Snapshots accumulate across rounds within a review:
  • Request Changes — creates a new snapshot for the current round
  • Approve — wipes all snapshots. The review is complete.
  • Change base ref — wipes all snapshots. You’ve changed context, so old snapshots are no longer meaningful. Monocle shows a confirmation dialog if you have active snapshots.
Snapshots are preserved when the base ref auto-advances (HEAD moves because the agent made new commits). This is the normal flow — the agent pushes code, and you want to see what changed since your last review.

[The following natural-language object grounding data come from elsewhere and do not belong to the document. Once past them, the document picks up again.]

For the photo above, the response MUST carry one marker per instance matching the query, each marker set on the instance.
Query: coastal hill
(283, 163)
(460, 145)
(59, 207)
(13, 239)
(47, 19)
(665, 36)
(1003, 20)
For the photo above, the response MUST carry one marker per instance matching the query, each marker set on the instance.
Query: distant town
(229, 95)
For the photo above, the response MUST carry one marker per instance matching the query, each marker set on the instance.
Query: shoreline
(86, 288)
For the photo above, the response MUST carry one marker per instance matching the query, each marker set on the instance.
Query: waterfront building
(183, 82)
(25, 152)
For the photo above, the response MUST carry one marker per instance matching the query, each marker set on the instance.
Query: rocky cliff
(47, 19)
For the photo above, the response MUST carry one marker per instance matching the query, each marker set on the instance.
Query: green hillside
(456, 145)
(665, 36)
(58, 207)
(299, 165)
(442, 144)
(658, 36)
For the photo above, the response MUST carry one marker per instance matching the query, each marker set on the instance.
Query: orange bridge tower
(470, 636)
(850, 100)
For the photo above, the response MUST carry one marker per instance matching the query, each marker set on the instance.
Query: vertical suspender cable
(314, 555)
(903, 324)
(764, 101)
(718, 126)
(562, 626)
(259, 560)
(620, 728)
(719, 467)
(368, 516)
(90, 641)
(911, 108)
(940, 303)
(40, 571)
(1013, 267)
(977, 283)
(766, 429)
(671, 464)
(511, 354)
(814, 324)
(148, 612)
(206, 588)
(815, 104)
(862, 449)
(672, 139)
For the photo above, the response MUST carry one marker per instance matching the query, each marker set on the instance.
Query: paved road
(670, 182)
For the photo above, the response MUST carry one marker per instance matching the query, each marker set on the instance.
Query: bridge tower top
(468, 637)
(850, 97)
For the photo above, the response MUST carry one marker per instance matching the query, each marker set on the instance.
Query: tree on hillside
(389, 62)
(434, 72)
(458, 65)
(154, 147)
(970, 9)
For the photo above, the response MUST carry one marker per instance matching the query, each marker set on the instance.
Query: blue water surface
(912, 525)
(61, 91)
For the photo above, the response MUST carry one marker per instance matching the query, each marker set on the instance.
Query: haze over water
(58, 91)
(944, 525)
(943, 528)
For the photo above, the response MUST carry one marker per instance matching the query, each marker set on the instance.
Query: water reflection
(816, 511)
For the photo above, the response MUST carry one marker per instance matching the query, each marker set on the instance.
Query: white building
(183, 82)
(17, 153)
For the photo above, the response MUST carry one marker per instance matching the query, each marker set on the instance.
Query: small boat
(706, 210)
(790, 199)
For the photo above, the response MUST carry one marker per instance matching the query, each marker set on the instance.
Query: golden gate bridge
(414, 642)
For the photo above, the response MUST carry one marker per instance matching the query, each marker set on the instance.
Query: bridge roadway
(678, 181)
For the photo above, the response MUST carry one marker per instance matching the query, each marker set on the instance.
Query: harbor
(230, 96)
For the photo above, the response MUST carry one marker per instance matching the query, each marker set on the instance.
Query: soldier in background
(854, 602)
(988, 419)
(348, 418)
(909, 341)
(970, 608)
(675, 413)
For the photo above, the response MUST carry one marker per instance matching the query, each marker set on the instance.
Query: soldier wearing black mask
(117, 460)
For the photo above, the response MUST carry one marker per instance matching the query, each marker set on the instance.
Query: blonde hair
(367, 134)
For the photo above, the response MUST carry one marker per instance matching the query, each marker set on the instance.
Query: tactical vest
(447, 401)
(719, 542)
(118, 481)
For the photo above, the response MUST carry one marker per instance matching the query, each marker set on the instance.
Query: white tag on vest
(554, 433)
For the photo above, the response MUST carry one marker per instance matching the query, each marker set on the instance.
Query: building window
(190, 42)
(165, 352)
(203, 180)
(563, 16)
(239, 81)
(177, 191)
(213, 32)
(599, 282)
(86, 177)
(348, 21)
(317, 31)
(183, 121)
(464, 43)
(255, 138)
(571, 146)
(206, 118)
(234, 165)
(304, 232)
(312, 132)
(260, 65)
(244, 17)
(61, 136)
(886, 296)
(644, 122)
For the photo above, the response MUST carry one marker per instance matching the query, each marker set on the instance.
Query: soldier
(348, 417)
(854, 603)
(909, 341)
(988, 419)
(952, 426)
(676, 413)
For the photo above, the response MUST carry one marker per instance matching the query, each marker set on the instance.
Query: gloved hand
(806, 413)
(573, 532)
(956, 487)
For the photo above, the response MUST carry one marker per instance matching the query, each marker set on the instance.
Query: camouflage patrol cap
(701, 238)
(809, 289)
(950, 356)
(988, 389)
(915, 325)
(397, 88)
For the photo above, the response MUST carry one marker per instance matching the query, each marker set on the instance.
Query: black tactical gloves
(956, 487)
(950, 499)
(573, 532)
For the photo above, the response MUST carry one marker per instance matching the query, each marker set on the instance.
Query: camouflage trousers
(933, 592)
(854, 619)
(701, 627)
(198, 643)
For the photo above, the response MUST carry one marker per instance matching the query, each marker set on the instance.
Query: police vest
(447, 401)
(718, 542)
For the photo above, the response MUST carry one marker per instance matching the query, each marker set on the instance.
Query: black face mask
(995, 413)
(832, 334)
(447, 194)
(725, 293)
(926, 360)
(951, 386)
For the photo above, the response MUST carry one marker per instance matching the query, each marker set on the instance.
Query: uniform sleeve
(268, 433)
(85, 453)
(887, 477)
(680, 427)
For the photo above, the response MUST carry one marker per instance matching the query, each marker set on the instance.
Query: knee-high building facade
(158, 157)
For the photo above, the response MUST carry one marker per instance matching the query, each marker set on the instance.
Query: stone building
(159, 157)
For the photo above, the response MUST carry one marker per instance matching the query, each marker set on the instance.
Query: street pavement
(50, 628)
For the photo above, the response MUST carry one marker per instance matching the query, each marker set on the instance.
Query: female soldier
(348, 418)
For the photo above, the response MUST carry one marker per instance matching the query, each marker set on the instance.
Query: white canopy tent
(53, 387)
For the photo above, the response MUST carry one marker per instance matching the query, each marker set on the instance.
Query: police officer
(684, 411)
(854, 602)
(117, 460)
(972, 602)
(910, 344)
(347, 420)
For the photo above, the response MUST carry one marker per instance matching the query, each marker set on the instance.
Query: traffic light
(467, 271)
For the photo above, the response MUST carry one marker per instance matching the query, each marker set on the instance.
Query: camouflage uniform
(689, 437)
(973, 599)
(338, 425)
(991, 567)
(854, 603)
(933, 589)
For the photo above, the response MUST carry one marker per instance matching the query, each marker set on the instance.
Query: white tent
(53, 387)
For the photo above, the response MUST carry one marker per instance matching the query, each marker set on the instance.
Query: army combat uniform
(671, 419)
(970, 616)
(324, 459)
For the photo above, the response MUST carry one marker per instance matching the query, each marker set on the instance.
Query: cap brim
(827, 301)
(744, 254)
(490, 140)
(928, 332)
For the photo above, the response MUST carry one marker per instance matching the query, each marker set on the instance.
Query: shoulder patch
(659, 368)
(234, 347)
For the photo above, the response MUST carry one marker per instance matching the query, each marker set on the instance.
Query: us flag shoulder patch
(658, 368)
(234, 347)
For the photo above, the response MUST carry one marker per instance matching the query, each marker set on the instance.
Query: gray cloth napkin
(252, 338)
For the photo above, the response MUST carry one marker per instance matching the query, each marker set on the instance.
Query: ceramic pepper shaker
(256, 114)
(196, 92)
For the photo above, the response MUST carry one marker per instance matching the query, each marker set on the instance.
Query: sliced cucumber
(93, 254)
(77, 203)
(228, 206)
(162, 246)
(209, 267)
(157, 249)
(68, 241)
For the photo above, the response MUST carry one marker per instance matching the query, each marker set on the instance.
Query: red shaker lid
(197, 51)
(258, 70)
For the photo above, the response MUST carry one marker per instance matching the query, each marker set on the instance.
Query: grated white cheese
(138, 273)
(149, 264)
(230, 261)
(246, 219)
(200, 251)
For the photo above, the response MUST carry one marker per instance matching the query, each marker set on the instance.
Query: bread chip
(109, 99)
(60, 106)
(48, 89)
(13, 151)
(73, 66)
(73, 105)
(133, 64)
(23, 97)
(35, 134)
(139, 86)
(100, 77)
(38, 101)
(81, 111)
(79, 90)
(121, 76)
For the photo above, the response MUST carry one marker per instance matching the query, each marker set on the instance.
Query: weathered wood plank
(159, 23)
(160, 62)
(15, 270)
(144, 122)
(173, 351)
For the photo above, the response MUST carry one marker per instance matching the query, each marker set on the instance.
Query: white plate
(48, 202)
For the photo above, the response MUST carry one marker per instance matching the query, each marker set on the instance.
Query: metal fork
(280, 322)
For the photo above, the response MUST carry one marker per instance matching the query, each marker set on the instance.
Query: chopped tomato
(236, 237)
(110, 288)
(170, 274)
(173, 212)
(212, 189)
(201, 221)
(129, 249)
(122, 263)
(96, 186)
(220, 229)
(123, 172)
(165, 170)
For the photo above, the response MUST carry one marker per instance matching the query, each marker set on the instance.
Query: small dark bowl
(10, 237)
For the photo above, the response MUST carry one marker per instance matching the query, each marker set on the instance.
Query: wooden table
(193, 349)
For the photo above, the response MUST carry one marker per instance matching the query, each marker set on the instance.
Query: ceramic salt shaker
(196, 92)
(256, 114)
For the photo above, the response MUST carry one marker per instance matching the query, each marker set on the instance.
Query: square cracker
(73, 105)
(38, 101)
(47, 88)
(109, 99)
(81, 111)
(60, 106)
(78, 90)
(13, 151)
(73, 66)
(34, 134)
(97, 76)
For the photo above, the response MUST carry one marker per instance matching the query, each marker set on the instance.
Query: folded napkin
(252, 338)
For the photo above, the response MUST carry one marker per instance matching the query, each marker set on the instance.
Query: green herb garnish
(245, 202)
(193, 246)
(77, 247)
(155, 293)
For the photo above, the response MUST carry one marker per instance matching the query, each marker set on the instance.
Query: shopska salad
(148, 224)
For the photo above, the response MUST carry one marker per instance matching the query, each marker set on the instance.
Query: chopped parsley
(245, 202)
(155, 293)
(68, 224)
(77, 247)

Viewing changes since a prior round

Open the ref picker with g b and you’ll see a Since Review section listing your prior review rounds:
Select Base Ref

  Latest Changes ✓
  ──────────────────
  Since Review
  Round 3 (2h ago)
  Round 2 (1d ago)
  ──────────────────
  Recent Commits
  abc1234  Fix the widget
  def5678  Add new feature
Select a round to view only the changes since that review. The status bar updates to show which round you’re diffing against. Select Latest Changes or a specific commit to return to normal git-based diffing.
Snapshots only appear in the ref picker after you’ve submitted at least one review with Request Changes. If you haven’t submitted yet, you’ll only see commits.

Edge cases

  • Rebases and force-pushes — snapshots store content hashes, not commit references. They are completely immune to rebases, unlike GitHub’s “changes since last review” which breaks on force-push.
  • File renames — the old path shows as deleted, the new path shows as new. Both are marked as unreviewed so you can review the rename.
  • Binary files — content hashes detect changes, but monocle shows “binary file changed” instead of a diff.